Prix littéraire

Claude Bernard



Voici les six romans en lice pour la 6ème édition du
Prix littéraire Claude Bernard

Votre avis compte beaucoup !
Après votre lecture, n’hésitez pas à partager votre ressenti en laissant un commentaire en-dessous de la première de couverture.

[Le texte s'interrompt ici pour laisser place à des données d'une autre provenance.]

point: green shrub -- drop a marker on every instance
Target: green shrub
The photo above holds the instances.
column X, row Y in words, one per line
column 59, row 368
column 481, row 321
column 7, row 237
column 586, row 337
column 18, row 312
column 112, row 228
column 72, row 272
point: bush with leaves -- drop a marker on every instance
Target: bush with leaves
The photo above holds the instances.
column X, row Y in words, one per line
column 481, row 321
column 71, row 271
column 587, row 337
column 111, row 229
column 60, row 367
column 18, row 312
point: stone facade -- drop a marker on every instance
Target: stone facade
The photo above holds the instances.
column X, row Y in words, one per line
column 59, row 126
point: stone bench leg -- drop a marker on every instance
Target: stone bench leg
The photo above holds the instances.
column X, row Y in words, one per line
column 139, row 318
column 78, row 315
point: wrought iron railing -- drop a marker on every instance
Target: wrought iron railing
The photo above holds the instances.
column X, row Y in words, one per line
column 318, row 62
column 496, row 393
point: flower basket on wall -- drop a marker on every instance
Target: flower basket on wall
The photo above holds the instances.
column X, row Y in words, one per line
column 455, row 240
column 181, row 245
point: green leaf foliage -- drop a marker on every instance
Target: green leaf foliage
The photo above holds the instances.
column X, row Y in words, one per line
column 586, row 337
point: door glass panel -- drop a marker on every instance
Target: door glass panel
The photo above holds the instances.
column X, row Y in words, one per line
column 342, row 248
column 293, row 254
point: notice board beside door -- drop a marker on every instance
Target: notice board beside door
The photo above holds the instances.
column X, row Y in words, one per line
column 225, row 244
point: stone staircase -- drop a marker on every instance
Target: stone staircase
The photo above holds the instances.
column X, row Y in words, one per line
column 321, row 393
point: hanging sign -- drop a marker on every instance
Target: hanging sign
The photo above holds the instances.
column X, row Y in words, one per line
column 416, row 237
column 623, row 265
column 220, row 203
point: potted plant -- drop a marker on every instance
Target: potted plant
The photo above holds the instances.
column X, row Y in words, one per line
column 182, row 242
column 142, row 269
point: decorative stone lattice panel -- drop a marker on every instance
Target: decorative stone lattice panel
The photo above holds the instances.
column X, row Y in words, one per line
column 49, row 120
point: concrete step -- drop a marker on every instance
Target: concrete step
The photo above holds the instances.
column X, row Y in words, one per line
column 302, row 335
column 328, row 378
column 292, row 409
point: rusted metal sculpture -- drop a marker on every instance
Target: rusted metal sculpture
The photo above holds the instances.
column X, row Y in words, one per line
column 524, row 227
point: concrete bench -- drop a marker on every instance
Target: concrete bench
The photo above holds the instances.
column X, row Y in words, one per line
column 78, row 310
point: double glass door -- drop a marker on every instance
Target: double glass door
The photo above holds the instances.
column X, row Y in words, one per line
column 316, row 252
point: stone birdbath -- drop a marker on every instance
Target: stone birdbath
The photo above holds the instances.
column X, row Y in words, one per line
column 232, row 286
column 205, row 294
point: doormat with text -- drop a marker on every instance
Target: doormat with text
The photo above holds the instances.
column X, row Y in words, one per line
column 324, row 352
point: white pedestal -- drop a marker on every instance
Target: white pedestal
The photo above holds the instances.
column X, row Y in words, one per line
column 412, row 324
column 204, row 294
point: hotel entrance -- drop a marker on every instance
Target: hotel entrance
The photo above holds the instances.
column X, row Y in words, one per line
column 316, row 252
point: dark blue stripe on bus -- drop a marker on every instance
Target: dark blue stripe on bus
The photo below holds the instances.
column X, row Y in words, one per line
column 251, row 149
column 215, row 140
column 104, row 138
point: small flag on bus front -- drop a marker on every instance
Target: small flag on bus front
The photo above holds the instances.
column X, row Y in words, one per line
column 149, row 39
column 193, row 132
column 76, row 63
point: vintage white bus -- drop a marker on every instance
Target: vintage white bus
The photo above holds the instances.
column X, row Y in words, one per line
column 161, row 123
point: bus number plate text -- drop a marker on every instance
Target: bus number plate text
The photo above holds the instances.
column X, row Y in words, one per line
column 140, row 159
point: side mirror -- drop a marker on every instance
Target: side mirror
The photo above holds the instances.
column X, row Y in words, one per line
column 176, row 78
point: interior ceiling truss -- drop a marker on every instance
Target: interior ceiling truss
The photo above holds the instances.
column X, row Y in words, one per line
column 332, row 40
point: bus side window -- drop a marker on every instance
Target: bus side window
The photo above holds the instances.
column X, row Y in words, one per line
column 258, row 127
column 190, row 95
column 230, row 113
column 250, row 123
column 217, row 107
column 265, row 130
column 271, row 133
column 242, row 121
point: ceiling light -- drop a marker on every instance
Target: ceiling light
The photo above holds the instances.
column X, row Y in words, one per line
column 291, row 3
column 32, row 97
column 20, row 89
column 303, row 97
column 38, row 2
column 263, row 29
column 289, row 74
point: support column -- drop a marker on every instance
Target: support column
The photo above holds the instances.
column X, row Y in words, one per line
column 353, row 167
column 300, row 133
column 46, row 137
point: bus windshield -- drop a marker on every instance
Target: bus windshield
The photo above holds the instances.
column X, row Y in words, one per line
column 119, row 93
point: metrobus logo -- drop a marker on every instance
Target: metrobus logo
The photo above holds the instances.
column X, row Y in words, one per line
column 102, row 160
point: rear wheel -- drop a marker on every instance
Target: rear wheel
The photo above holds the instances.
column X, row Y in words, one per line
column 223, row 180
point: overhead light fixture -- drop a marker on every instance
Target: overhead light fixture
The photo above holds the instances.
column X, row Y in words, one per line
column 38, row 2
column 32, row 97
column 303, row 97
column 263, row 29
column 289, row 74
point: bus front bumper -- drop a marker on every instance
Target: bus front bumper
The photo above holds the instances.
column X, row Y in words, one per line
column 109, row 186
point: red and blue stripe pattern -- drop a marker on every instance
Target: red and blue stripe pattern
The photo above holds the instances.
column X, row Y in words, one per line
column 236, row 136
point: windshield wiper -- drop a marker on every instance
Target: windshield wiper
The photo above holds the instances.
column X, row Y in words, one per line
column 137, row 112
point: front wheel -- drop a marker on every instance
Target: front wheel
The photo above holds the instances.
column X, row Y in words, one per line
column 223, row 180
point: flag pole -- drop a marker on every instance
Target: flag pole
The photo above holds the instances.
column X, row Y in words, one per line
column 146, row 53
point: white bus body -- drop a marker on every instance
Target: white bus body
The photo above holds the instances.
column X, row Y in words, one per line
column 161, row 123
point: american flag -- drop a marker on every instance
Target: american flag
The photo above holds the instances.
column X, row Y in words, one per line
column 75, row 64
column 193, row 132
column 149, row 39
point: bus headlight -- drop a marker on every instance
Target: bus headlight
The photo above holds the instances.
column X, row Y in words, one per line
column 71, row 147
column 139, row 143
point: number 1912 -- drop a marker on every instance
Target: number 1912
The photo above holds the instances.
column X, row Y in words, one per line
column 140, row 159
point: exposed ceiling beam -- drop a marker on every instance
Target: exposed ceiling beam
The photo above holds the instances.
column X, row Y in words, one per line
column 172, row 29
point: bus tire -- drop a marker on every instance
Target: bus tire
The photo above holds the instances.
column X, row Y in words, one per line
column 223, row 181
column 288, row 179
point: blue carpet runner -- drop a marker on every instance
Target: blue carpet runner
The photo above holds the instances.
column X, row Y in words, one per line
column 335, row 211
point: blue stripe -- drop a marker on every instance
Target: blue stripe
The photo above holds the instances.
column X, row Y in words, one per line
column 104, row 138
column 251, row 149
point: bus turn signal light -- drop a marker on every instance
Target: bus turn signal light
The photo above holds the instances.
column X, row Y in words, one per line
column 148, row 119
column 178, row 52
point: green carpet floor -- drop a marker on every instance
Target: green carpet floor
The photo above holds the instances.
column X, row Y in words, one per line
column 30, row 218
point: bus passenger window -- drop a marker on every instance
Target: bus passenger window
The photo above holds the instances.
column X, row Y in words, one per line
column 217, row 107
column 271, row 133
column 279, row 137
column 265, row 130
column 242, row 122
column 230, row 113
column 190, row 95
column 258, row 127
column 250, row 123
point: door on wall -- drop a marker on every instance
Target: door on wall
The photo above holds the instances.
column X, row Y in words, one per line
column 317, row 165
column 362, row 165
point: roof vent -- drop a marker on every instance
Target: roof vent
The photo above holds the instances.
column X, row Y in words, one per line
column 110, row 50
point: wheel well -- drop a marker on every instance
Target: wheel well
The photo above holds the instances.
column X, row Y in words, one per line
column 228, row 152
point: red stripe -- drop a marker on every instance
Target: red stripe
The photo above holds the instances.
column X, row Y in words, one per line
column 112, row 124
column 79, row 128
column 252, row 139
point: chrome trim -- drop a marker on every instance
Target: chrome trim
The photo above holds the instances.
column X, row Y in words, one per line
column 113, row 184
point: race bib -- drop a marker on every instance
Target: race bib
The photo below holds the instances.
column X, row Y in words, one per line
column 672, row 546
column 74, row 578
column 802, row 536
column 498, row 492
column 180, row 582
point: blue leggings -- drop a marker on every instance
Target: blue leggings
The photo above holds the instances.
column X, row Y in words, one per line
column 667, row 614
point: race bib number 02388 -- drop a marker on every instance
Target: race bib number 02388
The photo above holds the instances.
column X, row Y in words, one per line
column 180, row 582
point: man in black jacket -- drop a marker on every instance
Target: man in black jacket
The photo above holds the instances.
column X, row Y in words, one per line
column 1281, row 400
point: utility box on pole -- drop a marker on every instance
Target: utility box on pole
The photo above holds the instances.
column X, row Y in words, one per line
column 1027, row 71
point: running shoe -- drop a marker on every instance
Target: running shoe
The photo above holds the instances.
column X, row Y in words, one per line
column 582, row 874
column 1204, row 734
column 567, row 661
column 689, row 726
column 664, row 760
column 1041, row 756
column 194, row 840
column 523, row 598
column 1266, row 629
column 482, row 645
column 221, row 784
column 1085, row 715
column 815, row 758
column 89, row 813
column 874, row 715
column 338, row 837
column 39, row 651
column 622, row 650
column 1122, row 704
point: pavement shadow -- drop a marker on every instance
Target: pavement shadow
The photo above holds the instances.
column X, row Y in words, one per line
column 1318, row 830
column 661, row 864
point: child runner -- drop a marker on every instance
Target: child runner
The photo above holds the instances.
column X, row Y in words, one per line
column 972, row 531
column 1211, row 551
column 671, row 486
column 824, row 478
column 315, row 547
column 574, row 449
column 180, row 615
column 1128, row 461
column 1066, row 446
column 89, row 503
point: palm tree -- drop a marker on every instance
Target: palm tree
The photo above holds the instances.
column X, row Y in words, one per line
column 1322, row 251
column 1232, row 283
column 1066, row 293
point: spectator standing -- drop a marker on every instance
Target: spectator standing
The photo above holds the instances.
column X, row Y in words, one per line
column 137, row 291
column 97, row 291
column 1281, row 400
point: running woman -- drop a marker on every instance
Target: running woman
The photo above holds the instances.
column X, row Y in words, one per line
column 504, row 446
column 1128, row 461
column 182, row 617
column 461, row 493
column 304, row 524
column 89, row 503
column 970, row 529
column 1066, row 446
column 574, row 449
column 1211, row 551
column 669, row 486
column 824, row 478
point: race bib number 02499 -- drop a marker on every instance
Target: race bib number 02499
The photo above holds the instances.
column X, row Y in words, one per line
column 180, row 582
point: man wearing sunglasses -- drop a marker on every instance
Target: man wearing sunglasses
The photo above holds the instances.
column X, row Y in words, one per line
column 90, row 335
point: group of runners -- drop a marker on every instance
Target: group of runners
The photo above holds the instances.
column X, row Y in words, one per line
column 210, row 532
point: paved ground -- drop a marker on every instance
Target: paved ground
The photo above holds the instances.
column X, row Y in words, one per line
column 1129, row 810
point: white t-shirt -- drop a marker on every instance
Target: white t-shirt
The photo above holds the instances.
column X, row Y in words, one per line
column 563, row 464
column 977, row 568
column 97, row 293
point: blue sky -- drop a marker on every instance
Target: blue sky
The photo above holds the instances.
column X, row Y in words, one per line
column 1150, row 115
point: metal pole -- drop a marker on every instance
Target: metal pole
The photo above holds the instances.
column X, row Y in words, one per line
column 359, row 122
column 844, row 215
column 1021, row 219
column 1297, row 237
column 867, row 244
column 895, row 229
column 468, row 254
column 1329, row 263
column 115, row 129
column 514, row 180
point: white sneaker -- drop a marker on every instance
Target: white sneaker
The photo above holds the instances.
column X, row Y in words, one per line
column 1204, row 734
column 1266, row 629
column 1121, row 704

Nous vous retrouverons prochainement pour un café littéraire.

Bonne lecture !

L'homme qui lisait des livres,
Rachid Benzine, Julliard
Vous marchez dans les ruines de Gaza, lorsque vous croisez un regard. Il vous fixe et dit : « N’y-a-t-il pas derrière tout regard une histoire ? Celle d’une vie. Celle de tout un peuple, parfois. » Et, à ce moment précis, vous sentez que votre existence ne sera plus jamais la même.
Un roman touchant, bouleversant et puissant sur la vie d’un libraire de Gaza qui nous fait comprendre l’impact que peuvent avoir les livres sur nos vies.
 
Passagères de nuit,
Yanick Lahens, Sabine Wespieser
De la Nouvelle Orléans à Haïti, ce roman à la si belle écriture nous embarque autre part et rend un magnifique hommage aux ancêtres femmes de l’autrice. Esclaves ou descendantes d’esclaves, elles traversent, entre les moments de bonheur, des violences racistes, coloniales et sexistes mais inventent avec cran des formes de résistance. Quel livre !
 
Nous sommes faits d’orage,
Marie Charrel, Éditions Les Léonides
Sarah doit se rendre dans un village perdu des montagnes albanaises, son pays d’origine. Elle doit y trouver Elora, comme le lui a demandé sa mère à sa mort.
Entre découvertes de paysages, de légendes et d'histoires familiales, Sarah prend vite conscience que sa présence n’est peut-être pas si bienvenue que ça... Un texte plein de grand air, de poésie et de révolte.
 
La forêt de flammes et d'ombres,
Akira Mizubayashi, Gallimard
Japon 1944. Lors d’un job d’hiver, une rencontre entre trois jeunes étudiants en art qui va changer leur vie. Malheureusement, l’un d’eux est envoyé au front et en reviendra marqué à tout jamais. Cette histoire ce n’est pas la sienne, mais celle de son art, de ses proches, de musique et de voyage. Un roman en apparence dur et chargé d’Histoire, mais qui reflète une douceur et délicatesse de lien entre les arts et les êtres humains.
 
La bonne mère,
Mathilda Di Matteo, L'Iconoclaste
Matilda Di Matteo revisite le personnage de la “cagole marseillaise” en proposant une analyse pleine d’émotions sur des thèmes variés et puissants : la relation mère-fille, le transfuge de classe et la banalisation de la violence.
Un premier roman d’une maîtrise INCROYABLE.

 
L'homme sous l'orage,
Nohant, L'Iconoclaste
Alentours de Perpignan, 1917. Rosalie s’ennuie, tous les hommes sont partis à la guerre. Mais son quotidien est bouleversé par l’arrivée d’un déserteur, jeune peintre, qu’elle va cacher de longs mois dans le grenier. Entre eux naît une histoire d’amour impossible en huis-clos qui va l’accompagner dans son passage à l’âge adulte.